He Siyi, Wang Chunduo, Li Ranran, Xu Kexin, Zhang Wuzhiyi, Feng Binbin, Cheng Shengtao, Ren Jihua, Chen Juan
The Key Laboratory of Molecular Biology of Infectious Diseases Designated By the Chinese Ministry of Education, Chongqing Medical University, Chongqing, 400016, China.
Key Laboratory of Clinical Laboratory Diagnostics (Ministry of Education), College of Laboratory Medicine, Chongqing Medical University, Chongqing, 400016, China.
Mol Biol Rep. 2025 Sep 26;52(1):954. doi: 10.1007/s11033-025-11061-6.

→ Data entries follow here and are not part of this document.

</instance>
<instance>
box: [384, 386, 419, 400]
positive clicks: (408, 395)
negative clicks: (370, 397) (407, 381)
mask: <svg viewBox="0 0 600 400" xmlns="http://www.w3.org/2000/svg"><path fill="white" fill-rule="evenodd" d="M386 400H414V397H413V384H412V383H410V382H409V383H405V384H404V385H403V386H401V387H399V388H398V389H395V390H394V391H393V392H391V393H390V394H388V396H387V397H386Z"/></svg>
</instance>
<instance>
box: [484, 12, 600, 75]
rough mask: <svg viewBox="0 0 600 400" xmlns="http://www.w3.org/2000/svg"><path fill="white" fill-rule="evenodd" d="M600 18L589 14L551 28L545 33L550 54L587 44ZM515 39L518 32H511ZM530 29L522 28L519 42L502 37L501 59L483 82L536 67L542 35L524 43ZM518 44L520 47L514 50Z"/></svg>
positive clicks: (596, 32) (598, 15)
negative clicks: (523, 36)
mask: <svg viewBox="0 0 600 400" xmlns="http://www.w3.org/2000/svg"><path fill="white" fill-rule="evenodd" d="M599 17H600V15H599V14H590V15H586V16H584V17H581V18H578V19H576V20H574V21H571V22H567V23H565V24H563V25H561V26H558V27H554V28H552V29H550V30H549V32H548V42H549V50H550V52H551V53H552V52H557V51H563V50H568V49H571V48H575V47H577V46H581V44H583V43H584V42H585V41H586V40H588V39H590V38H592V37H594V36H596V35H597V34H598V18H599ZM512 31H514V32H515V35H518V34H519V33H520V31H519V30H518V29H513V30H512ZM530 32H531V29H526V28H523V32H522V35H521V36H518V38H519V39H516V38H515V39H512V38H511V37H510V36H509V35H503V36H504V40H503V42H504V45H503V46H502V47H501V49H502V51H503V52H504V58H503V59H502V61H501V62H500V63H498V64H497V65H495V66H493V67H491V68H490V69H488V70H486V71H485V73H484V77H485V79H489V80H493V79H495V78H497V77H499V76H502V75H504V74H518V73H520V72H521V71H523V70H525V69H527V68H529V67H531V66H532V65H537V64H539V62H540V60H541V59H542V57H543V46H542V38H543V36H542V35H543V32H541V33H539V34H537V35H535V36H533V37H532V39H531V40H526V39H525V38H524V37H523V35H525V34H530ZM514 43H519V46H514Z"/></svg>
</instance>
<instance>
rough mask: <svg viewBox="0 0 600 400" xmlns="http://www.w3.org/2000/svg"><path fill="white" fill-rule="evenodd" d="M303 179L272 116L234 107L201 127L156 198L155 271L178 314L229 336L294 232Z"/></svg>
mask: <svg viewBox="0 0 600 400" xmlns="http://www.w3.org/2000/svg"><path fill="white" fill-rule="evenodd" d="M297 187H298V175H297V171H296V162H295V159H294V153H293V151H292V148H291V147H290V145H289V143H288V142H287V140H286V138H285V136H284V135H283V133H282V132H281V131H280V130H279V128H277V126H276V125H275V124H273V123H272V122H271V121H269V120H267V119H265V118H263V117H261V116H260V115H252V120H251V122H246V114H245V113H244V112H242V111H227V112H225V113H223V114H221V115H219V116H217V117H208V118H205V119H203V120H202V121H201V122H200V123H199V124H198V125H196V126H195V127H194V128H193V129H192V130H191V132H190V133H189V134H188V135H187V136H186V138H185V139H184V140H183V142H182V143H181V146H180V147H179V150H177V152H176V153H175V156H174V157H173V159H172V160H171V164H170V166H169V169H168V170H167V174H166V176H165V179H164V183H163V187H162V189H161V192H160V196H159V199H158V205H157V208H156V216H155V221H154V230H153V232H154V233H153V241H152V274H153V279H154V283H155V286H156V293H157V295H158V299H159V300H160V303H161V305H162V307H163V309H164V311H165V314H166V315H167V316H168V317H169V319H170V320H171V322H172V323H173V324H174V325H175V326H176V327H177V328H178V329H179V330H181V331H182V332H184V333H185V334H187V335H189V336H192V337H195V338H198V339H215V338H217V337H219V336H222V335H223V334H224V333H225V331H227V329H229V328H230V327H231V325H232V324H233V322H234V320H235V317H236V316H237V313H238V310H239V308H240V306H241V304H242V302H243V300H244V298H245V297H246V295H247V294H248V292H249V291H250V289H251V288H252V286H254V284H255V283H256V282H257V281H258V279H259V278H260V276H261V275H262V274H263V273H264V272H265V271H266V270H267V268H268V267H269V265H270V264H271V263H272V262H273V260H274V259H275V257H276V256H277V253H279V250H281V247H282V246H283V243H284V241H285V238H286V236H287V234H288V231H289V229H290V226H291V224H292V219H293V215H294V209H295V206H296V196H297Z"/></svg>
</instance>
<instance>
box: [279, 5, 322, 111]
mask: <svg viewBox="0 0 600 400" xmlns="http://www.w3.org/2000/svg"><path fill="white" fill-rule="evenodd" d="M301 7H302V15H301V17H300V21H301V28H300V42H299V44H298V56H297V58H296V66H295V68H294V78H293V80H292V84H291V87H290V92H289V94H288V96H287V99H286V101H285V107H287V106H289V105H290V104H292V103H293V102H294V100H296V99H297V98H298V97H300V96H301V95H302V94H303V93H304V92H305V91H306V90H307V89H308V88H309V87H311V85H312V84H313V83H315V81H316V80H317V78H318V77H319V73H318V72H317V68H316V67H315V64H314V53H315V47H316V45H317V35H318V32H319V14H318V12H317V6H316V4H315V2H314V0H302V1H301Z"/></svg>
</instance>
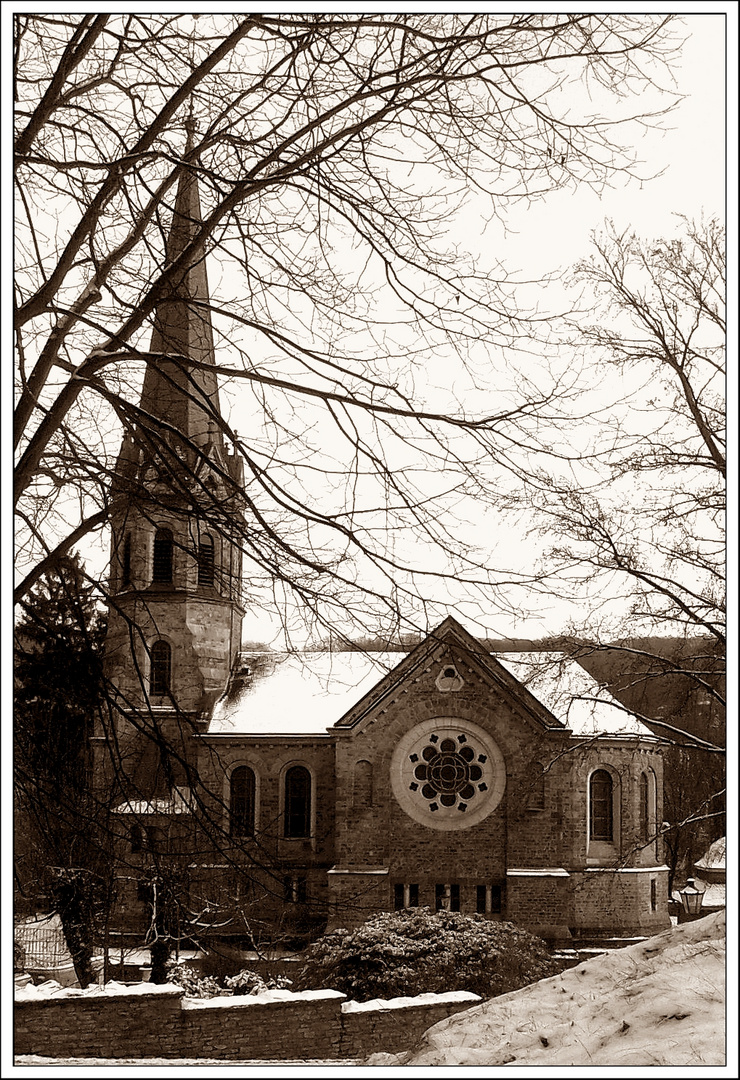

Metabolic reprogramming is a hallmark of tumors, whereby cancer cells remodel their own metabolism to meet the biosynthetic, energetic, and signaling demands required for rapid proliferation and malignant transformation. Posttranslational modifications (PTMs) serve as dynamic molecular switches that fine-tune cellular metabolic networks by precisely modulating the activity, stability, and subcellular localization of metabolic enzymes. This regulatory plasticity drives context-dependent metabolic reprogramming in tumor cells, enabling them to adapt to fluctuating physiological demands or pathological stressors while establishing tumor-specific metabolic signatures critical for survival and progression. Among PTMs, lysine succinylation-a recently identified modification catalyzed by succinyl-CoA-has emerged as a critical regulator of cancer metabolism. This unique modification involves the transfer of a negatively charged four-carbon succinyl group to lysine residues, inducing conformational and functional changes in target proteins. Notably, succinylation is evolutionarily conserved across eukaryotes and prokaryotes and has a broad influence on central metabolic pathways, including the tricarboxylic acid (TCA) cycle, amino acid metabolism, and lipid homeostasis. Mounting evidence highlights its dual roles in both sustaining tumorigenic metabolism and directly activating oncogenic signaling cascades. This review summarizes current insights into how succinylation rewires tumor metabolism and delineates its mechanistic contributions to cancer progression.